Thermal quantum information capacity in a topological insulator

TL;DR

This paper investigates how thermal effects influence quantum information capacity in a topological insulator, revealing that topological phases exhibit increased entanglement and robustness against thermal disturbances.

Contribution

It introduces an optimized quantum Fisher information (OQFI) to quantify entanglement and topological phases in thermal ensembles of a 1D SSH topological insulator.

Findings

Topological regions show higher entanglement and robustness in thermal environments.

OQFI effectively detects topological phase transitions at low temperatures.
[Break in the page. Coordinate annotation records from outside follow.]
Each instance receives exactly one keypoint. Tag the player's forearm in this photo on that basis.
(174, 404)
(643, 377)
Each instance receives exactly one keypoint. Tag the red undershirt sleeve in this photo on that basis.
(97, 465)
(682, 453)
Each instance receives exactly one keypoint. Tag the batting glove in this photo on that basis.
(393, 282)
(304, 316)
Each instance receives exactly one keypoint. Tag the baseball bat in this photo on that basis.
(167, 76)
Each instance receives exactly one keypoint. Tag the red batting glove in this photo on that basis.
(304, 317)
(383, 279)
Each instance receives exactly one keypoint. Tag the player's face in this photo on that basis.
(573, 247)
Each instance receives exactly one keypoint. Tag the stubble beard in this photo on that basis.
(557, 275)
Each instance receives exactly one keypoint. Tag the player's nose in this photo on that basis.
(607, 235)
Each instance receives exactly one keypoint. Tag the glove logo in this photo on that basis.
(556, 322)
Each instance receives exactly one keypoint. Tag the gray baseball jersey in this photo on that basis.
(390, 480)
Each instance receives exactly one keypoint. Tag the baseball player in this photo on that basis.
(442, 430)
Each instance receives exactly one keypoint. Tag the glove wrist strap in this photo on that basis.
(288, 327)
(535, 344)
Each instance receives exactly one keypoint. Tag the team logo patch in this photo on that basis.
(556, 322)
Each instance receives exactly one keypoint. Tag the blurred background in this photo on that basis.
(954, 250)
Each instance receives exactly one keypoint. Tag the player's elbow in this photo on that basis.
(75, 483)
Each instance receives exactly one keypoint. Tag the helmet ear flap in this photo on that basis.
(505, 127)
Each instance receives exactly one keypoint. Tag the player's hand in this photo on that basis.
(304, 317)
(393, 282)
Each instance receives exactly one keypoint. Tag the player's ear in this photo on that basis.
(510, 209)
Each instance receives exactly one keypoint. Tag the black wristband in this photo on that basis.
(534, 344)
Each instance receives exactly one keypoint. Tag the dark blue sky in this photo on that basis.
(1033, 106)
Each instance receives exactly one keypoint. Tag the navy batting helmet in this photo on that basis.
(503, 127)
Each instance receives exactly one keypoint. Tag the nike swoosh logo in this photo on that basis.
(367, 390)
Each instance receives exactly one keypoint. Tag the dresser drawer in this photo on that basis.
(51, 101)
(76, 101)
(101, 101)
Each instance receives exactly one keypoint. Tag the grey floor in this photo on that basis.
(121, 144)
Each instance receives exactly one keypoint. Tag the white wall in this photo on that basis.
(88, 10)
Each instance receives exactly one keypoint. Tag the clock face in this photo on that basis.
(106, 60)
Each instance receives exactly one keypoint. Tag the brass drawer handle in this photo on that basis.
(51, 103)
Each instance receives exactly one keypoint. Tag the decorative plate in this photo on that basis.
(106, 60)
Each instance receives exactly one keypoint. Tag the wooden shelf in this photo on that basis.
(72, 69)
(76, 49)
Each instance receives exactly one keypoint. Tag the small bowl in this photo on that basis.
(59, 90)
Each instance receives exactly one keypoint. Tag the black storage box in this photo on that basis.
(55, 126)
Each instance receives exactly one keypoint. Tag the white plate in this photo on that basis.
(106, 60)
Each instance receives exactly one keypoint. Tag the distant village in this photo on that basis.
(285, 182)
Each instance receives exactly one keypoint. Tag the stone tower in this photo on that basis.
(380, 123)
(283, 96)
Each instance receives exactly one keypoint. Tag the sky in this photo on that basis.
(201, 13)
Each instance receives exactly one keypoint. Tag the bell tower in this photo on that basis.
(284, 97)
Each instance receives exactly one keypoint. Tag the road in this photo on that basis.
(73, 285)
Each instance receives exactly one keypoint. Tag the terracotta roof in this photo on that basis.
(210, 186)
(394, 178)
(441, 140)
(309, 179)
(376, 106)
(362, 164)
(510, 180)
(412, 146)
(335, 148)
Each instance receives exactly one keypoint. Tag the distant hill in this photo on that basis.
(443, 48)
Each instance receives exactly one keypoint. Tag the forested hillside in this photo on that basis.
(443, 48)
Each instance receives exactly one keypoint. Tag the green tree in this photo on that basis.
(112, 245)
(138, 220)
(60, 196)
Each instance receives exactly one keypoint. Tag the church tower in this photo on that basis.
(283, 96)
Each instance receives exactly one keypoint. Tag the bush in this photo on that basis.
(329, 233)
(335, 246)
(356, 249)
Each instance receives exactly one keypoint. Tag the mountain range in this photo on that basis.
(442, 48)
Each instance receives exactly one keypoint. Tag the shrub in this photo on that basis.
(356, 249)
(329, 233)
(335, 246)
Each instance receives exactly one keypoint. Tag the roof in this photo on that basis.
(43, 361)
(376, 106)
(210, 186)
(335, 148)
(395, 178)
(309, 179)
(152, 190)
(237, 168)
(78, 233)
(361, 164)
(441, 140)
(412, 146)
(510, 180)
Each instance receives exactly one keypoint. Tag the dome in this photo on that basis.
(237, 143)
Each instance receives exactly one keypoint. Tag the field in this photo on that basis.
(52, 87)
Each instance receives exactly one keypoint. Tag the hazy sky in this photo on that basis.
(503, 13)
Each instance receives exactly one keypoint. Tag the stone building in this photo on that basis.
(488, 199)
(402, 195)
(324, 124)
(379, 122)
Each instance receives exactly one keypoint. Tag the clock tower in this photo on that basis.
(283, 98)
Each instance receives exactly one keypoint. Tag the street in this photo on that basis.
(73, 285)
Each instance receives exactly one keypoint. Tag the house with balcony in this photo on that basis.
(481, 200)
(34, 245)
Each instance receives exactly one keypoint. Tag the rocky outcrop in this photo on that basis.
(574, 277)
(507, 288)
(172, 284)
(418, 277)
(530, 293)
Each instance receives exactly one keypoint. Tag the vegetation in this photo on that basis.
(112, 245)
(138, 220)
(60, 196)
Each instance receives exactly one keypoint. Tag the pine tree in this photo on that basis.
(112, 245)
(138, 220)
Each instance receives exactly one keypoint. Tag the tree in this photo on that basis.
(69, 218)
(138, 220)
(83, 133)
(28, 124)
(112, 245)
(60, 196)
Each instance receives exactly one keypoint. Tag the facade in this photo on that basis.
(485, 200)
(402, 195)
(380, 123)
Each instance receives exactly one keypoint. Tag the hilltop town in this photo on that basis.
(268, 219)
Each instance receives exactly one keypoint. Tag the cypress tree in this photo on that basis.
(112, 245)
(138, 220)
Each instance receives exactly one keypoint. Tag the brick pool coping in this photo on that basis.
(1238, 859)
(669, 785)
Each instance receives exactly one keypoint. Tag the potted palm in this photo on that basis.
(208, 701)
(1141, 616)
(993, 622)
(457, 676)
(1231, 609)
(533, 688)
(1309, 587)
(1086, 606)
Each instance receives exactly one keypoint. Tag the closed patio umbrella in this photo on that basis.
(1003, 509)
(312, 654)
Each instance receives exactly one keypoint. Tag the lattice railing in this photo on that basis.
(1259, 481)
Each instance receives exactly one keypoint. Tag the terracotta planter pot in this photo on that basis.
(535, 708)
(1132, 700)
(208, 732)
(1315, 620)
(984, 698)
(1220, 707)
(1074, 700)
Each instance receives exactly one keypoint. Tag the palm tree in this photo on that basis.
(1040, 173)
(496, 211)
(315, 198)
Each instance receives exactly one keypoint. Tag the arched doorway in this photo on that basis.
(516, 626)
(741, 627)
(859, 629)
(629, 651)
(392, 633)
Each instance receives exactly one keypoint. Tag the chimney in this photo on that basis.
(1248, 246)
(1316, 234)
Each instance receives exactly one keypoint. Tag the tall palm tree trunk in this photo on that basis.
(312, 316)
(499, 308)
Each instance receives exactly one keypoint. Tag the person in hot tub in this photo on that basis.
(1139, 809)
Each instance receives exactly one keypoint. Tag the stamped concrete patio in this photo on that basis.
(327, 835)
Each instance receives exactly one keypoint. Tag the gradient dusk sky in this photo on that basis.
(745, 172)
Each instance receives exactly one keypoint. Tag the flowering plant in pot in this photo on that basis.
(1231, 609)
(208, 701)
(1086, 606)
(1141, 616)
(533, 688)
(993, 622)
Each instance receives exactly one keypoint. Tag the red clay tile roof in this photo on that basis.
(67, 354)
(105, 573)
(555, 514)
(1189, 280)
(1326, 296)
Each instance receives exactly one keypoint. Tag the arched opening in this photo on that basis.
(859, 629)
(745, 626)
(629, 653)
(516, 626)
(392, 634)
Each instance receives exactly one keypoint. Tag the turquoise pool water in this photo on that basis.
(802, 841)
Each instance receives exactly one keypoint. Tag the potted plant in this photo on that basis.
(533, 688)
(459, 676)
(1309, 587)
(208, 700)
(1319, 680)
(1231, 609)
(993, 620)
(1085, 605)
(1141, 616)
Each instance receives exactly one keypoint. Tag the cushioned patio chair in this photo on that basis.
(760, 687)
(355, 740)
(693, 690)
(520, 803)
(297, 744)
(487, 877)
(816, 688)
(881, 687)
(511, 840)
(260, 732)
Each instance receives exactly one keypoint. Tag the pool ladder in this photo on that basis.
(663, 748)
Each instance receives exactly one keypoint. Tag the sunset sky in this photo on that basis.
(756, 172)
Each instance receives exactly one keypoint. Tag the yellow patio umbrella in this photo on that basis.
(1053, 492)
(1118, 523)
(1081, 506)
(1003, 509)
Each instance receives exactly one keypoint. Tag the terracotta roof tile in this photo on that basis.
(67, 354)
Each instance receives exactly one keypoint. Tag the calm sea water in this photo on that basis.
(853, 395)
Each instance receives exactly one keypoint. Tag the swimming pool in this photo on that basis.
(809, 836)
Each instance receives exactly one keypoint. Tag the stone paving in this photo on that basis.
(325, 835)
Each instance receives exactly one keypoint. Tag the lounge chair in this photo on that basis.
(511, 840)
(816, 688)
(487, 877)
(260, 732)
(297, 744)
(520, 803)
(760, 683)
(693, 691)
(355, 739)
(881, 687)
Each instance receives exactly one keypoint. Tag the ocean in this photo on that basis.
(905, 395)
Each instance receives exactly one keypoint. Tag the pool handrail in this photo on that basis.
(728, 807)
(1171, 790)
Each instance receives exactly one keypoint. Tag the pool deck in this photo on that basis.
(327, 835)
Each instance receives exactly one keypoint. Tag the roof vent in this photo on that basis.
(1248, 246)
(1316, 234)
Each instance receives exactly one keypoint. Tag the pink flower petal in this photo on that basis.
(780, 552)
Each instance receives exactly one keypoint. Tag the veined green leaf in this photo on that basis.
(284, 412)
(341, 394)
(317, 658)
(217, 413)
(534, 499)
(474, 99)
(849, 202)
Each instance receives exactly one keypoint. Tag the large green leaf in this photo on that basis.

Long-range hopping enhances the detection of phase transitions via OQFI.

Abstract

Thermal effects in a one-dimensional Su-Schrieffer-Hegger (SSH) topological insulator are studied. Particularly, we focus on quantum information processing (QIP) capacity for thermal ensembles. To evaluate QIP an optimized quantum Fisher information (OQFI) is introduced as a quantifier of entanglement and topological phases are calculated by a definition in real space for the electric polarization of mixture states. For the thermal ensemble, there is a relationship between the Fisher metric and the electric polarization in such a way that in the topological region, there is more entanglement, therefore, these generate more robustness and protection in the quantum information due to thermal effects. Also, long-range hopping effects are studied and it is found that in this case, the OQFI captures these topological phase transitions in the limit of low temperature by this formalism in real space.